Troisième constat, enfin et cependant : le livre ne se contente pas de précipiter son affligé vers les rives d’un Styx en Poitou, car ce serait dommage, avouons-le, de faire venir un homme de la gare Montparnasse, de l’emmener jusque Poitiers en TGV, puis de le balancer dans une petite ville des alentours, après l’avoir fait cheminer en micheline, en un ralenti ferroviaire qui lui a ré-administré dans la conscience certaines des belles rudesses de la nature, au travers d’une expérience vouée à remonter à la racine du vivant, comme le fit Roquentin en scrutant la rugosité d’un marronnier. C’est beaucoup mieux que cela, donc, beaucoup mieux que l’histoire d’un suicidaire, parce que c’est l’histoire, surtout, d’un homme qui réapprend d’une part la parole de la matière vivante et débordante, tel un Rousseau qui s’est prescrit des rêveries en fin de parcours ; c’est également, d’autre part, l’histoire d’un homme qui va réapprendre les éloquences d’un discours réconcilié, guéri et cicatrisé de ses estafilades érotiques, un homme qui va se mettre « des cailloux, des racines dans la bouche […] » (p. 75), à l’instar d’un Démosthène moderne, afin d’apaiser le magma qui gît dans les parties confidentielles de sa cardiologie et qui en dégrade le dire.

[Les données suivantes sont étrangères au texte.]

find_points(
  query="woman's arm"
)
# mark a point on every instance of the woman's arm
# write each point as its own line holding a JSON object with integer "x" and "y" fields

Pour que le magma soit prenable, oui, « prenable » tel qu’on le dit d’un joueur de tennis qu’on estime avoir des chances de vaincre, il est indispensable d’en avoir atténué l’effervescence, de l’avoir conduit « vers la mer » des esprits tranquilles, pour qu’il puisse « s’y solidifier en orgues basaltiques. » (p. 11). C’est notre avis et on peut le critiquer, on peut le démanteler et le saper à satiété, toutefois il nous a paru qu’une des courageuses entreprises de ce roman de poésie, au sens où Pasolini a pu évoquer un « cinéma de poésie », c’était de refroidir la pâte du langage dés-entiché, c’était d’en produire une matière palpable et apaisée de ses amonts magmatiques, pour en citer la part du solide, pour s’y glisser plus facilement et en faire un fossile de gamberge, une pierre qu’on peut tenir dans les mains sans se brûler, une pierre gravée de nos textes gambergés, sur laquelle on peut lire un morceau de notre âme, une incrustation de nos terribles enfances, comme on peut lire sur les bâtons de Serge Pey sa poésie incrustée, avant qu’il ne s’en serve pour éclater des tomates et en faire jaillir des pulpes de magma.